Upgrade the Agent

This guide covers how to upgrade the CostPilot agent to a new version, using either Helm or Kustomise. The Operator handles rolling restarts of agent pods automatically — you do not need to manage agent pods directly.


Before you upgrade

  1. Check the release notes for breaking changes.
  2. Verify the current version:
kubectl get pods -n costpilot -l app=cost-pilot-operator \
  -o jsonpath='{.items[0].spec.containers[0].image}'

Upgrading with Helm

1. Update the chart repository

helm repo update

2. Check the latest chart version

helm search repo costpilot/agent --versions

3. Upgrade

helm upgrade costpilot costpilot/agent \
  --namespace costpilot \
  --reuse-values

--reuse-values preserves your existing values (API key secret name, region, etc.) without you needing to re-specify them.

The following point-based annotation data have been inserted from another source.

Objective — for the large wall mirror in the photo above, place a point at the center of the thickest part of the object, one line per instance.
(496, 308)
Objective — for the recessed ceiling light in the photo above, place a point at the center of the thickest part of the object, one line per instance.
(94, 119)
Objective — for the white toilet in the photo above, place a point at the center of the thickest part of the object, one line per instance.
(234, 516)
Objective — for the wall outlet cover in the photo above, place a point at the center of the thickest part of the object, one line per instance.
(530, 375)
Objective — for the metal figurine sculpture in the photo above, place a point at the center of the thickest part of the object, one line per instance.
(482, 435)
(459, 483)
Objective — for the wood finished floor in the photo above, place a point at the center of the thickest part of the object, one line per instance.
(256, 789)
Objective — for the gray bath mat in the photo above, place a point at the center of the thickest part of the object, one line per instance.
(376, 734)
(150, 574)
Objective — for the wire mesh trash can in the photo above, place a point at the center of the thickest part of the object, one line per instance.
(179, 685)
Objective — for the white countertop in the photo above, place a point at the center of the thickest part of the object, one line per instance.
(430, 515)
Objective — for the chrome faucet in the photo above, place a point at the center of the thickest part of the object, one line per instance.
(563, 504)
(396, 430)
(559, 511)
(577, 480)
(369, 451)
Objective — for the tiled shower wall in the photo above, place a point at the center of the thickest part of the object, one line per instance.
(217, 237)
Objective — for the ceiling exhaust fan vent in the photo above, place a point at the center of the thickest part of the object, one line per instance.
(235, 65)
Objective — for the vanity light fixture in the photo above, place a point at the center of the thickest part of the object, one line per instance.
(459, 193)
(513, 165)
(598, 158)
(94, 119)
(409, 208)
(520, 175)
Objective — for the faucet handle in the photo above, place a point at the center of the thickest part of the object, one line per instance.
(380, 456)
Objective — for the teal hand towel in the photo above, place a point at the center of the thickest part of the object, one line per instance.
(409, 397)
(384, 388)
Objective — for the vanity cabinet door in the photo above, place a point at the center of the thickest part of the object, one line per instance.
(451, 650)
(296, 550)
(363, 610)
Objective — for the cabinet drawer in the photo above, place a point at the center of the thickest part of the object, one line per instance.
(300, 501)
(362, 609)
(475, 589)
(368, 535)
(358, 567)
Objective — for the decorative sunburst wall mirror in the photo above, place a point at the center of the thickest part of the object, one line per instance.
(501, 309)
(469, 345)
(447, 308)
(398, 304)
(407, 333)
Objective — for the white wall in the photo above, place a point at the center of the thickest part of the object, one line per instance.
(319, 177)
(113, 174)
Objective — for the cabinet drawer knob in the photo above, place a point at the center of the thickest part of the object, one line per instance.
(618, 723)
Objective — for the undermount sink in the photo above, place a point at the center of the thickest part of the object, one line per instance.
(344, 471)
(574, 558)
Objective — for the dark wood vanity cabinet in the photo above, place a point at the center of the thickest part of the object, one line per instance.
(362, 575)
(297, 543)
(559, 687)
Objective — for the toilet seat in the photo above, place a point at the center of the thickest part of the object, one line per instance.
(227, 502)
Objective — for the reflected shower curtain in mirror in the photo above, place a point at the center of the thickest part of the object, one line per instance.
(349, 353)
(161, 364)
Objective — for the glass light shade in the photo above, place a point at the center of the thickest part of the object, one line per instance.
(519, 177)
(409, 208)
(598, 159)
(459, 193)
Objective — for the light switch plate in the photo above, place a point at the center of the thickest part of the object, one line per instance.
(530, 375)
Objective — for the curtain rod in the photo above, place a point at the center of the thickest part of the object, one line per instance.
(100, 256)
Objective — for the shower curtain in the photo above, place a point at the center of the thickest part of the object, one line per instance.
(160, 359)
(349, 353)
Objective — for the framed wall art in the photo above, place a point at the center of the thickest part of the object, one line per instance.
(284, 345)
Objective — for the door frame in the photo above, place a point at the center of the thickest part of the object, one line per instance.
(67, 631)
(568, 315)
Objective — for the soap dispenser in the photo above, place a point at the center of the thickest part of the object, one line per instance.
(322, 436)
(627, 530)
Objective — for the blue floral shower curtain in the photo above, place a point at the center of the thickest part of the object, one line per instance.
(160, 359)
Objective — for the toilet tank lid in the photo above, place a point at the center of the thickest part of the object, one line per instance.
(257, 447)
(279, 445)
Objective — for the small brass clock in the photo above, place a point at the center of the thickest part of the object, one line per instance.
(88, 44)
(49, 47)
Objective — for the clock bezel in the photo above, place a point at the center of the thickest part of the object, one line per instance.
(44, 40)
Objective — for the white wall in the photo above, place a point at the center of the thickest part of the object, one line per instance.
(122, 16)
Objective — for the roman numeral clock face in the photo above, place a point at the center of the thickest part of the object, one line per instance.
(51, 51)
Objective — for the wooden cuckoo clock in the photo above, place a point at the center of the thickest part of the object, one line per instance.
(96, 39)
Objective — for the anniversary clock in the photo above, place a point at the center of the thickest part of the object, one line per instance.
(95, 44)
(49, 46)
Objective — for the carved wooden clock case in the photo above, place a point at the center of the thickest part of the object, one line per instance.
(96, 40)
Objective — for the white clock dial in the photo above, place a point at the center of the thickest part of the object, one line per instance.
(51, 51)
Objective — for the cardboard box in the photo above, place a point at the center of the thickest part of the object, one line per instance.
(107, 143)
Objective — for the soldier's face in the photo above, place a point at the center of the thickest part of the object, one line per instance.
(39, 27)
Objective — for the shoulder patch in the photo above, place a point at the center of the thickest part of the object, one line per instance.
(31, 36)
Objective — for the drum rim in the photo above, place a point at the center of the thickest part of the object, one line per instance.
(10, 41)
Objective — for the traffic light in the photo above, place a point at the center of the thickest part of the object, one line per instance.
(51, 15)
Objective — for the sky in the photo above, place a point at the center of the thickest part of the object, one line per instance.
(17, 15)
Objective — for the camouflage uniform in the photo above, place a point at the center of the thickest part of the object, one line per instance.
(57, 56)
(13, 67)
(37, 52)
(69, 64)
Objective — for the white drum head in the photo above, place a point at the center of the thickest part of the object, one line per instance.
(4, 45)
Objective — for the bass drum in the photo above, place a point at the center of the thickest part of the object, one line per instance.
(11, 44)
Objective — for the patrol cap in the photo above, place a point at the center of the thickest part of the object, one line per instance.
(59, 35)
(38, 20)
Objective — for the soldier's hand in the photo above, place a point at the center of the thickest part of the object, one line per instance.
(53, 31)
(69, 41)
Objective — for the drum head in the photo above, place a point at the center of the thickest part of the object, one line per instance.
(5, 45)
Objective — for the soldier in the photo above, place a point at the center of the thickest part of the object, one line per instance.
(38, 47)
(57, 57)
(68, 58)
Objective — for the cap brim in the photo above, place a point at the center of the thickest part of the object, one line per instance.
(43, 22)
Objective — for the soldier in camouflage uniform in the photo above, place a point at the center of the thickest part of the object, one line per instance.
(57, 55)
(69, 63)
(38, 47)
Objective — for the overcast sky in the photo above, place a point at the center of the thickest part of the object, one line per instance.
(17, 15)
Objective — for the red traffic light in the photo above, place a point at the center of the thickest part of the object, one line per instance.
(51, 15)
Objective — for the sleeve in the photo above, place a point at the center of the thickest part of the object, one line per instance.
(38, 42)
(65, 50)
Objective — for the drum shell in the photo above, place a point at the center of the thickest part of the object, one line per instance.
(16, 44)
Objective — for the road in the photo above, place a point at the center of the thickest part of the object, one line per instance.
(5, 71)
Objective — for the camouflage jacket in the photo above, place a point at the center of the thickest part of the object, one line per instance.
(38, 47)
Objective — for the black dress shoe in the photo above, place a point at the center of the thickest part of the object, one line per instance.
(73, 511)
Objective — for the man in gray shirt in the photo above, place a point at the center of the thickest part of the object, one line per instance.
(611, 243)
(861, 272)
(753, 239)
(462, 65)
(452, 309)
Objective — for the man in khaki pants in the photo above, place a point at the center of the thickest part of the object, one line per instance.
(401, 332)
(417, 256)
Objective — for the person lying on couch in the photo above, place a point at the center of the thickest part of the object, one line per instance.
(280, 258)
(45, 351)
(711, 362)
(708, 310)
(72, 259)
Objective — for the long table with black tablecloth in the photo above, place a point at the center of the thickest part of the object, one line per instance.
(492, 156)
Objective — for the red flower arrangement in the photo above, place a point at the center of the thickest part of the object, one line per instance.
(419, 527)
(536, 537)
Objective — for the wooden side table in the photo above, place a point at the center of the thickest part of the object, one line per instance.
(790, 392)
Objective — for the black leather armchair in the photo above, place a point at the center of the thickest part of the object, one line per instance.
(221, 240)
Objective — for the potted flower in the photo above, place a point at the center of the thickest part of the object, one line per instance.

To pin to a specific chart version:

helm upgrade costpilot costpilot/agent \
  --namespace costpilot \
  --version 0.2.0 \
  --reuse-values

4. Verify

kubectl rollout status deployment/cost-pilot-operator -n costpilot
kubectl get pods -n costpilot

The Operator will reconcile within a few seconds and update the agent ReplicaSet to use the new image.


Upgrading with Kustomise

Option A — Update your image tag (overlay)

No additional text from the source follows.